Maternidade Alfredo da Costa – Lisbon’s iconic maternity hospital saved only two years ago from the government’s austerity axe – is at breaking point.

According to media reports, the hospital’s casualty boss alerted INEM last night to the stark reality that it could no longer take in any new cases.

Nurses confirmed MAC was entering “a moment of chaos” with many of its staff “wishing” they could find employment elsewhere.

National tabloid Correio da Manhã blamed the hiatus on an acute shortage of medical staff which it says “doctors claim” the health authority is simply refusing to hire.

As a result, said the paper, whenever a health professional is ill or prevented from coming to work “for another reason”, services “enter into rupture”.

TVI24 revealed the chaos stemmed from the sudden death of a senior consultant.

Lisbon’s central hospital authority (CHLC) told Lusa: “Last night, due to the sudden of a specialist within MAC’s casualty team, a request was made to CODU, the orientation arm of INEM, to not send any casualty patients”

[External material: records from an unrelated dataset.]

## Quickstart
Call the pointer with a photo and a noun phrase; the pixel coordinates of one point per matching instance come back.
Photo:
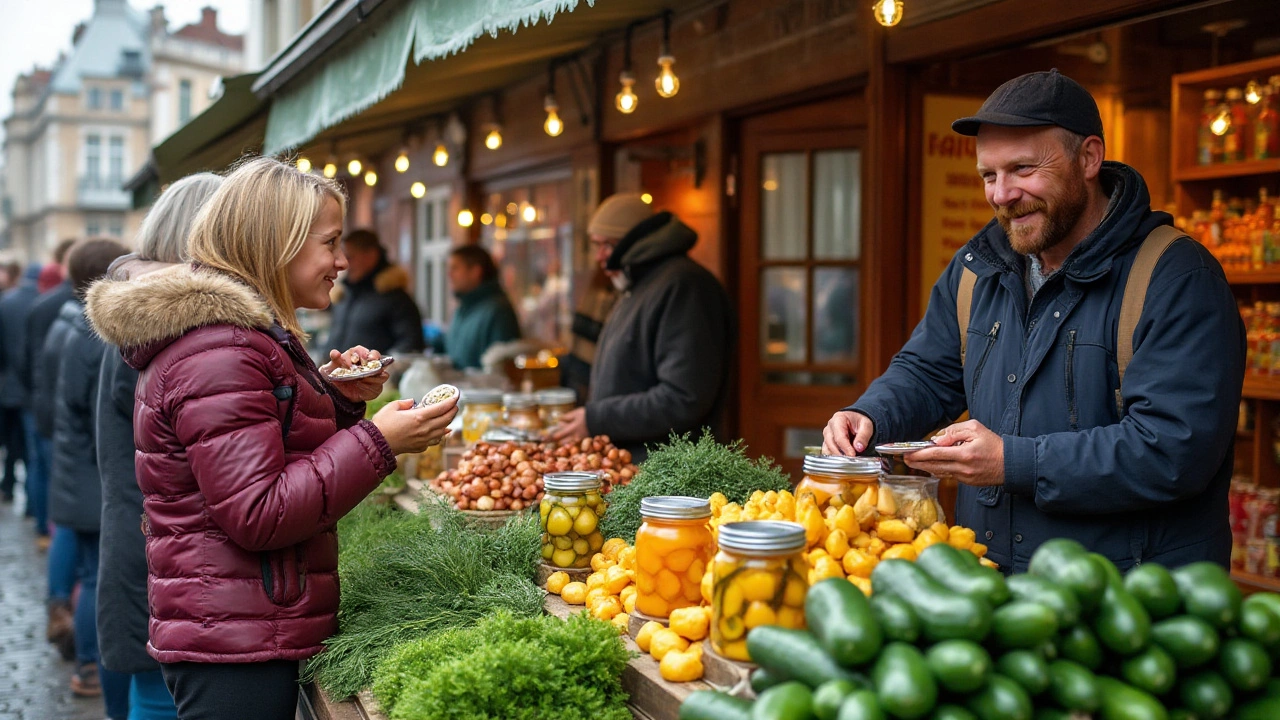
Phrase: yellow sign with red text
(952, 205)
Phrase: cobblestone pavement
(32, 675)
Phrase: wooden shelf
(1255, 583)
(1226, 171)
(1270, 276)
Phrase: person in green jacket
(485, 315)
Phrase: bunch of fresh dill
(696, 469)
(407, 575)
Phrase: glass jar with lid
(571, 513)
(553, 402)
(521, 411)
(835, 481)
(673, 546)
(758, 578)
(912, 499)
(481, 409)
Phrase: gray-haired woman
(122, 600)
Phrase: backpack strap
(1136, 290)
(964, 305)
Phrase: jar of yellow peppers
(835, 481)
(758, 578)
(673, 546)
(571, 510)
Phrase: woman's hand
(356, 391)
(414, 429)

As nurses told the station: “We are not closing from the outside, but we are from the inside.”

Ana Cristina Rancha, the president of the hospital’s nursing syndicate, said things were set to get even worse as a new health authority placement scheme threatened to take “around 30 nurses” from the hospital by offering “other types of conditions” in and around Lisbon.

In the case of doctors, the situation is no less critical, said the station.

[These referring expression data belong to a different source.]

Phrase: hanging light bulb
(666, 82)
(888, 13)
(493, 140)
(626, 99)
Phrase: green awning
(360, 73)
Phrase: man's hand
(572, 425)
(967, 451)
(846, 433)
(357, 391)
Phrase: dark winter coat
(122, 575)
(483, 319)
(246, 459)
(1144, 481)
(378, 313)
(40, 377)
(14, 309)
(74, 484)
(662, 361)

A source told Lusa that MAC has an “elevated number of doctors over 50 years of age” which means they are legally not expected to work night-shifts.

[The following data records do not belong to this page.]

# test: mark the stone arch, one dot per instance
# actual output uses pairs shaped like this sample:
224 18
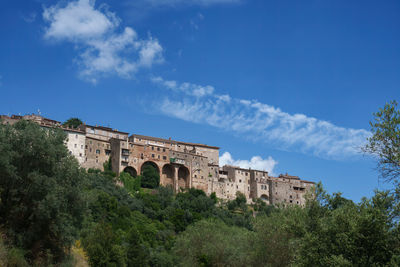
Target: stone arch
264 198
183 177
151 163
132 171
168 174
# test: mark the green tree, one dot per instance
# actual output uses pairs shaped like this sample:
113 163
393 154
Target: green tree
41 198
150 177
73 123
213 243
103 246
385 141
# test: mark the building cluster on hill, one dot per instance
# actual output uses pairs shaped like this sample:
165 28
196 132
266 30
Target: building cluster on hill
180 164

The same source explained that interns who train at MAC are prohibited from working there afterwards.

In other words, health chiefs may have been forced two years ago to leave MAC in operation, but little has been done to sustain it.

According to Lusa, president of the Lisbon and Vale do Tejo health authority Cunha Ribeiro was “not aware of any lack of doctors or nurses at MAC”.